In this week’s vote, the European Parliament’s Committee on Internal Market and Consumer Protection (IMCO) adopted its report on the proposal for the Digital Services Act (DSA), concluding the first phase of a heated policy debate. The report paves the way for the upcoming vote on the DSA in the European Parliament’s Plenary session and the trialogue discussions. As these dates are fast approaching, ARTICLE 19 urges EU legislators to build on the progress already made and ensure that this piece of legislation will effectively reach its goals of holding digital platforms to account while protecting fundamental rights and fostering a more diversified communication landscape.

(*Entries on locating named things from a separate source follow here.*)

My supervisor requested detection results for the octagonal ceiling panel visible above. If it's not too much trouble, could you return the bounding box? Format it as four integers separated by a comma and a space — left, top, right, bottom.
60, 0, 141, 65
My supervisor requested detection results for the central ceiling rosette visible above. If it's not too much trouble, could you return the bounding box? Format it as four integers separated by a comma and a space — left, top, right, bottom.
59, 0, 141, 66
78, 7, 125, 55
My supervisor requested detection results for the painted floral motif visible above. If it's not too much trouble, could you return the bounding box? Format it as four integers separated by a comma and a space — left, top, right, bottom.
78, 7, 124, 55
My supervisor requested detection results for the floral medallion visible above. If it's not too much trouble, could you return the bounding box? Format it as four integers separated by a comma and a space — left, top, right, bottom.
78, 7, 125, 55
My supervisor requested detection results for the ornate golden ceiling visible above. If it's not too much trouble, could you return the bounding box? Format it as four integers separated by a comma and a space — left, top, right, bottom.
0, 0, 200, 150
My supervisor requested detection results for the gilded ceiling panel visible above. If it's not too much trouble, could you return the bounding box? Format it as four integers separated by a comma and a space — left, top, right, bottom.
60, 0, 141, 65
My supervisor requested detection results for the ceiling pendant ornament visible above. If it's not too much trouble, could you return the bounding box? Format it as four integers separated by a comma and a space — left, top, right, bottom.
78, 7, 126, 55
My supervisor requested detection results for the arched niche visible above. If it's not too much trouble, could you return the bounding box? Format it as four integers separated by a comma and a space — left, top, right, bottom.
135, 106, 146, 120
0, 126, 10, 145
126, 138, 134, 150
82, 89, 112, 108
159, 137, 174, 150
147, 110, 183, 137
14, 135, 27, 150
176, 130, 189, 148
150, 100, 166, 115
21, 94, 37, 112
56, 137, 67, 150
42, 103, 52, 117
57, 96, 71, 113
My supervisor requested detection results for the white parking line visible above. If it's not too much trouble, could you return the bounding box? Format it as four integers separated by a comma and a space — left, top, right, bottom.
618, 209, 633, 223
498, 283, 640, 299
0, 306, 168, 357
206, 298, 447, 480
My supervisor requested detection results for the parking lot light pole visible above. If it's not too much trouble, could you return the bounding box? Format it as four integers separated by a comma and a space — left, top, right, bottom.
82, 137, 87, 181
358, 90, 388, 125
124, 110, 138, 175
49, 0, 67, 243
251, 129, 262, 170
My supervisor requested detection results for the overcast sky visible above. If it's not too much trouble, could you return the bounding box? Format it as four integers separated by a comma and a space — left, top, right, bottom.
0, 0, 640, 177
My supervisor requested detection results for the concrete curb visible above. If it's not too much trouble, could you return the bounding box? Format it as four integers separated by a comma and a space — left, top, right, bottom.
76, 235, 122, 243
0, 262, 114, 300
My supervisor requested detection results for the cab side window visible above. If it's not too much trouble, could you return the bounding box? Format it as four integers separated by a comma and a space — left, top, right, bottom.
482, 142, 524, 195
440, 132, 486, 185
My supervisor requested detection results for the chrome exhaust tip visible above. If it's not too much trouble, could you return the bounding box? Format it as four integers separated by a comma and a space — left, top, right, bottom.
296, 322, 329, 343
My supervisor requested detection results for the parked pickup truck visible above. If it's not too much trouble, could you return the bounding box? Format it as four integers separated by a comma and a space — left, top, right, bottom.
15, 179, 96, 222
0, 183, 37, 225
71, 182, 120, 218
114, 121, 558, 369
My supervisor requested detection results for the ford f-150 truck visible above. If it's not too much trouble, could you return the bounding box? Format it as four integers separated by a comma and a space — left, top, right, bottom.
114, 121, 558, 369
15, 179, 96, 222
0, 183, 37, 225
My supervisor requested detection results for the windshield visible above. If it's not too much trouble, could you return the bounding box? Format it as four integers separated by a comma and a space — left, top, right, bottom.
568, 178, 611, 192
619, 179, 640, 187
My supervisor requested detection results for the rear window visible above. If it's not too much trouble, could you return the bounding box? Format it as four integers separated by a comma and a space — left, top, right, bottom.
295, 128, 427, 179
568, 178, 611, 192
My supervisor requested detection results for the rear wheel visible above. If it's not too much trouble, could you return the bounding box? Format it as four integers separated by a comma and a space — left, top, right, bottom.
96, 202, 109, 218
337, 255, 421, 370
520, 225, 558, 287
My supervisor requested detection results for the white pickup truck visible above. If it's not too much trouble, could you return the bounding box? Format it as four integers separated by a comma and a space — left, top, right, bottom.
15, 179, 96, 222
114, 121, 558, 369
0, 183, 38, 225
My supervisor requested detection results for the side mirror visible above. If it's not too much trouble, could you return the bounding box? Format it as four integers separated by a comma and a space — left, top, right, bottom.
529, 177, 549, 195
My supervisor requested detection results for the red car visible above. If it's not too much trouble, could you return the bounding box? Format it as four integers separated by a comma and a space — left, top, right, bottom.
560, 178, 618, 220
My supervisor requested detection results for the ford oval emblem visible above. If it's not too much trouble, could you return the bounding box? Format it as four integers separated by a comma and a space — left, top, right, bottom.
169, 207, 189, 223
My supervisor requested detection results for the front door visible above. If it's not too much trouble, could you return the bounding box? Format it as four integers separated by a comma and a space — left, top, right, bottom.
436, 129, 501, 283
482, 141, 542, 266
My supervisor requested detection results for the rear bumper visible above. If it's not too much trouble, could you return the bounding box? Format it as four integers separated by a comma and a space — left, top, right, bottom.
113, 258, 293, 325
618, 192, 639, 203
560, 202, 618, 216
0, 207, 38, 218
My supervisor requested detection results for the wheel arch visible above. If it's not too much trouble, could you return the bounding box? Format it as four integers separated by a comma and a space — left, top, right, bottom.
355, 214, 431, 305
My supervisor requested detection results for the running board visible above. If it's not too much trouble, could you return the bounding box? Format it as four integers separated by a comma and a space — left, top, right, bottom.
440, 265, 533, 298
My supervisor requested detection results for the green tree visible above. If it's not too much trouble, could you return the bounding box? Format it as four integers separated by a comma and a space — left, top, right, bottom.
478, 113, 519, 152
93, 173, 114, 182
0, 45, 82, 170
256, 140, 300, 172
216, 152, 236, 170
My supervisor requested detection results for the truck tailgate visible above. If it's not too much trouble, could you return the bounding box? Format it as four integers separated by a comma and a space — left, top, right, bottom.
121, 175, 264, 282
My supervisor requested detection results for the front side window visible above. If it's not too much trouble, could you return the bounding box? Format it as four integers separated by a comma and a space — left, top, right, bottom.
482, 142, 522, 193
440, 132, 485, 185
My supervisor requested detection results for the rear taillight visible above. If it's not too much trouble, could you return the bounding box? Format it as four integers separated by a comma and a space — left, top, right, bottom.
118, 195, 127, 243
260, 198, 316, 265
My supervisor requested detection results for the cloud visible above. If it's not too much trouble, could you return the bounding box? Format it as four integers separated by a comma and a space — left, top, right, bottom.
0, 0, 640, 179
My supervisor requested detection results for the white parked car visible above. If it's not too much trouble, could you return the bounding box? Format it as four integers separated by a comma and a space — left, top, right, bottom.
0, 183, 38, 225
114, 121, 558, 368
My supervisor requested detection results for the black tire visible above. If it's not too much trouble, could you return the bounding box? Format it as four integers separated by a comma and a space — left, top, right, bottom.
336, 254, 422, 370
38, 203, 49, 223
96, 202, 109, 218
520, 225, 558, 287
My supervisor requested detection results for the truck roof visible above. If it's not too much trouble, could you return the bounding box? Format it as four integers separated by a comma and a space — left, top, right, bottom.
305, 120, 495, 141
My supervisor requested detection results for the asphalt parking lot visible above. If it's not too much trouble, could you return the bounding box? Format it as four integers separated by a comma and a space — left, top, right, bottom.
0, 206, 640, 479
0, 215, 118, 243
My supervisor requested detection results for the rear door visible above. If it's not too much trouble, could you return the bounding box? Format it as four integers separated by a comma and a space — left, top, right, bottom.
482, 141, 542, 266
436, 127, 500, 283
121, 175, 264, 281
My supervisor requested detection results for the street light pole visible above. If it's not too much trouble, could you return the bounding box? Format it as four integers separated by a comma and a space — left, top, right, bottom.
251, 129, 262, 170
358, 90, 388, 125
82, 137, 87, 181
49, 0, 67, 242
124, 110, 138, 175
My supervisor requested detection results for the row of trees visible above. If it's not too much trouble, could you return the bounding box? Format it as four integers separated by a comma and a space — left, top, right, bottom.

But how can this be achieved? Certainly, IMCO’s report has taken some steps forward, but there is still a long way to go. In particular, we welcome the mandatory risk assessments aimed at strengthening safeguards for the protection of human rights; the clarified due diligence obligations for very large online platforms (VLOPs); the harmonised notice and action obligations, as well as the strong protections against dark patterns (forms of manipulation that force users to do something they would not necessarily do, such as, for example, accept cookies), and the overall increased transparency requirements. However, we strongly believe that to be effective, risk assessments should be driven by human rights impact assessment frameworks and existing best practices, and they should be complemented by mandated transparency requirements and truly independent auditing and monitoring systems. Access to the results of such assessments is therefore pivotal, and we, therefore, welcome the provisions proposed by IMCO, but there is still room for improvements.
More broadly, the report, unfortunately, missed an invaluable opportunity to open up the market for recommender systems to third-party players, which would have created diversity and allowed users to choose what is best for their needs. It is of utmost importance, for users’ rights and democracy, that the DSA creates a diversified environment for recommender systems and that the latter do not remain the monopoly of VLOPs. Among others, allowing third-party recommender systems on VLOPs can enable users to make their choices and optimise their news feeds and timelines for goals other than ‘engagement’ and could protect them from the amplification of content they may not wish to see such as hate speech or disinformation.
Experts and civil society representatives have been urging the European Parliament to seize the opportunity of the Digital Services Act, particularly in Article 29, to create a diversified and decentralised environment for recommender systems to empower users and tackle the root problem of social media’s engagement-based ranking systems and further advance the protection of freedom of expression online. IMCO’s report is therefore a huge missed opportunity.
We, therefore, call on MEPs to address these pressing issues in view of the Plenary vote and trialogue discussions with the European Council and European Commission.